Kahvaltıdan sonra eğitim çalışması başlardı. Yeraltında yapılan salonda herkes yerini alır, ders komisyonları hazırlandıkları konuyu izah eder, ardından herkesin katılabileceği tartışma safhasına geçilirdi. Öğle yemeğinden sonra herkes serbest olurdu. İsteyen kitap okur, isteyen gruplar anılarla dolu sohbetlere dalardı.”
……”Yeraltı yaşamı elbette zordu. Ama bu gençler, ülkelerinin işgal altında olduğuna inanmışlardı. Baskı ve zülüm, hatta her yerde ölüm vardı. Yoksulluk yaygındı. Diller yasaktı. Kültürler bombalar kadar tehlikeliydi. Cezaevlerinde on binler zulüm altındaydı. Ve milyonlar göç yolundaydı. Yakılmış, yıkılmış virane köyler vardı. Paramparça olmuş aileler, yetim kalmış bebeler sayısızdı. Ve işgal orduları tepeden tırnağa silahlıydı.”
…..”Bombalar yağardı dağlara. Lavlarla ağaçlar yakılırdı. Arılar, karıncalar, börtü böcek cayır cayır yanardı. Korku sinerdi varoşlara, caddelere, okullara, evlere, hatta camilere. İnsanlar korkunun kölesi olurdu. Kişilikleri gelişmez, beyinleri domura uğrardı. İspiyoncular artardı. Toplumun birliği zehirlenirdi. Güvensizlik virus hızıyla çoğalırdı. Bu ortamı yaratanlar kendilerini hiç sorumlu görmezlerdi.”

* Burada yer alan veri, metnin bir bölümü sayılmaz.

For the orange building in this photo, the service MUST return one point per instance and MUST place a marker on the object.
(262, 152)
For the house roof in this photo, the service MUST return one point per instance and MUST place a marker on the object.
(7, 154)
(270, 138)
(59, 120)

…..”Onlara göre bütün kötülüklerin nedeni dağlara çıkanlardı. Ama bu büyük bir yalandı. 1940 ile 1970 yılları arasında dağlarda kimseler kalmadı. Buna rağmen Şehirlerde korku kol gezerdi. Jandarmalar öcü gibiydi. Türkü söylemek, hatta Kürtçe ıslık çalmak bile yasaktı. Yoksulluk daha fazlaydı. Diller yine kilitliydi, kültürler illegaldi. Aramalar taramalar, göz korkutma bahanesiyle askeri manevralar eksik olmazdı. Kürdistan, kelimenin gerçek anlamıyla bir sömürgeden beterdi. Baskının sürekli olması, korkunun insanların ruh halini etki altına alması ve isyanların art arda gelmesi bundandı.”